I squinted. Sure enough, portly guards stood on the roofs, shifting foot to foot and rubbing their hands together.
I drove straight, auxiliary lights burning. The guard waved. I tapped the horn and we made our way inside the compound. I followed the road to the main building. Gas tankers were parked in the lot to fuel generators. Million-watt bulbs turned the campus into a movie set. Watchmen patrolled the sidewalks, fingers off their triggers and up their noses.
We toured the campus. Everywhere we drove, we were greeted with happy waves by guards. They thought we were Matthew Scudder, Revolutionary. Leader of the New World. And everywhere we drove, we came across more guards.
We stopped in front of the football field. Hastily fastened to the top of the fence was more razor wire, sagging in some places and taut in others. A lookout had been made out of the announcer’s box, and the floodlights shined brightly on the field. A couple thousand infected strangers were locked inside. Their skin was gray and black, bubbling with maggots. Their faces were gaunt, mouths agape and drooling black blood.
“Do you see that?” She pointed to the bleachers. “Jesus. Do you see that?”
“See what?”
“That woman under the stands. Right there.”

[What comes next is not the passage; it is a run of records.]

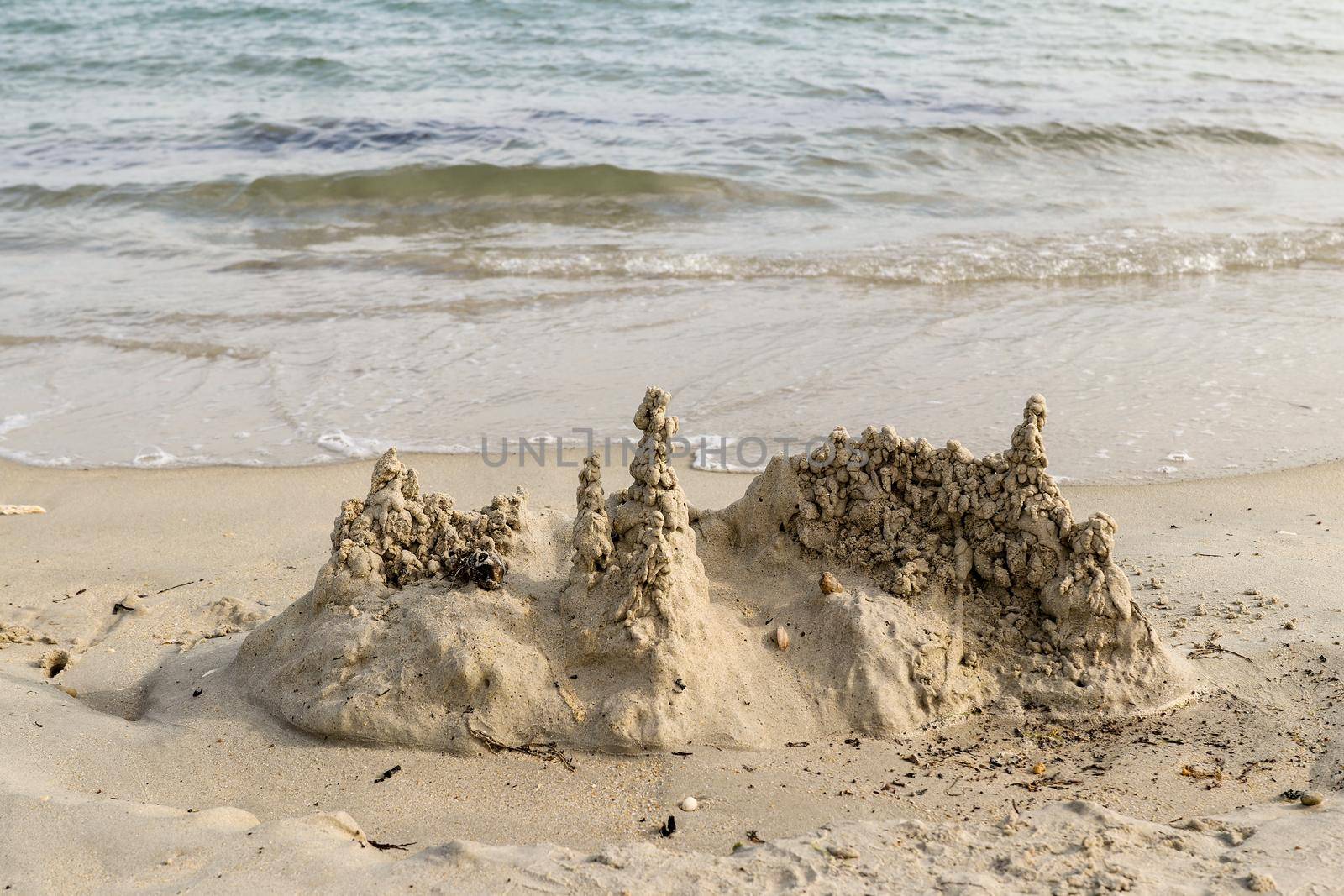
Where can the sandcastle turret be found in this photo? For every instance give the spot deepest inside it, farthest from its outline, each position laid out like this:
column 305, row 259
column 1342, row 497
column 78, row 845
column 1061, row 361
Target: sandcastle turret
column 396, row 537
column 654, row 575
column 591, row 527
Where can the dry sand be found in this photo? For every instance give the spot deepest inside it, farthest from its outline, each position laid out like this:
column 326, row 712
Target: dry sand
column 144, row 765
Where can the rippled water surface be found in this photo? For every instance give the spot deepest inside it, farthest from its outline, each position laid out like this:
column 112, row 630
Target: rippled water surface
column 282, row 233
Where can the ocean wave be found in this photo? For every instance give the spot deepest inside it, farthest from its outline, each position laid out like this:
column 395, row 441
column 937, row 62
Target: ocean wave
column 183, row 348
column 401, row 186
column 1085, row 137
column 954, row 259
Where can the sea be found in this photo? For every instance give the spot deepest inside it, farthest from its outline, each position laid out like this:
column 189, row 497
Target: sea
column 300, row 231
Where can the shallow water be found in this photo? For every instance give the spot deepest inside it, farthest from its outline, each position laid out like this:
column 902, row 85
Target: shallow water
column 300, row 231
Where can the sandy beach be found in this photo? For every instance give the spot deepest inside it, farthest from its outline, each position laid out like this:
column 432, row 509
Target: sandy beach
column 143, row 765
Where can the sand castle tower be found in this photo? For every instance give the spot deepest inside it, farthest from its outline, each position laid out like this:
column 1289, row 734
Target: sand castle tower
column 648, row 577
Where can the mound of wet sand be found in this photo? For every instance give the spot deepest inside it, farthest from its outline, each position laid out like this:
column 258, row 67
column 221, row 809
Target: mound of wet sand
column 953, row 584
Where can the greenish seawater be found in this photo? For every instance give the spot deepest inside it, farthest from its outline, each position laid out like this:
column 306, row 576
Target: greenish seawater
column 281, row 233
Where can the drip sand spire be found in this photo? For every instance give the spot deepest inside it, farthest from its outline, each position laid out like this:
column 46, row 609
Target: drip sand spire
column 396, row 537
column 591, row 527
column 655, row 574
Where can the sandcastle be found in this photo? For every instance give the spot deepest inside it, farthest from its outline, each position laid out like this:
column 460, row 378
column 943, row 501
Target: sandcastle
column 956, row 584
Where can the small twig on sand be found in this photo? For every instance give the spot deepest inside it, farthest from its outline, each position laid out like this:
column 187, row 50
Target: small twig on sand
column 1211, row 649
column 548, row 752
column 386, row 846
column 179, row 586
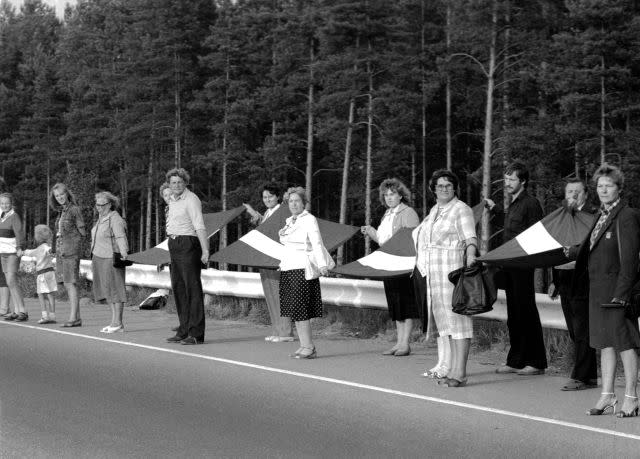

I saw her. She was in a nightgown and clinging to a girder.
“Can those things climb?”
“What do you mean?”
“Like that woman, Jack!”
“I don’t think they can climb. If anything, they’re clumsy.”
“She’s not one?”
“Not yet, looks like.”
“We have to get her down. Jack, we have to help her.”
“We can’t go in there.”
“She’s stranded.”
I drove behind the stadium, drawn by headlights hovering back and forth, blinking behind a patch of spindly trees. We came across a bulldozer pushing buckets of dirt into a hole. We made out the hands and feet of the damned. Their limbs jiggled as the bulldozer scraped by.
“Shoot him. Shoot the driver,” she said.
“What good’s that?”
“Watch. He pushes the dirt to the hole, he makes a pass to the dirt. When he’s facing the stadium, just shoot him. The bulldozer will drive right through the fence.”
Audrey was right. With every other turn, he aimed straight for the football field. I rolled down the window and aimed at the driver. I followed him for several bucket loads, mesmerized by the spinning lights atop the machine. When he faced the stadium again, I fired. I missed, nicking the steel cage around him. The dozer twitched to the left. I made the next shot, but the bulldozer was off course. It headed toward the corner of the field, chugging along.
The yellow and dirt-brown dozer plowed through the razor wire and chain link fence. The metal poles bent under its tracks and there was a satisfying snap as wires whipped through the air. It plowed through the swarm of bodies in the corner of the field. Their hands reached out of the bucket and groped for release. The others ambled straight for the opening in the fence. A tornado siren howled. Guards barreled out of the announcer’s booth, assault rifles aimed at the muddy field. The guards fired madly at the Heathens, but there were too many. The Heathens swarmed the bleachers, and the guards desperately scrabbled back to the booth. Or so they tried. The Heathens weren’t fast but they were many. They were inescapable. They tore the guards apart. It was a free-for-all. The guards thrashed and cried. They didn’t want to die. They didn’t want to become what they loathed. But it was all in vain.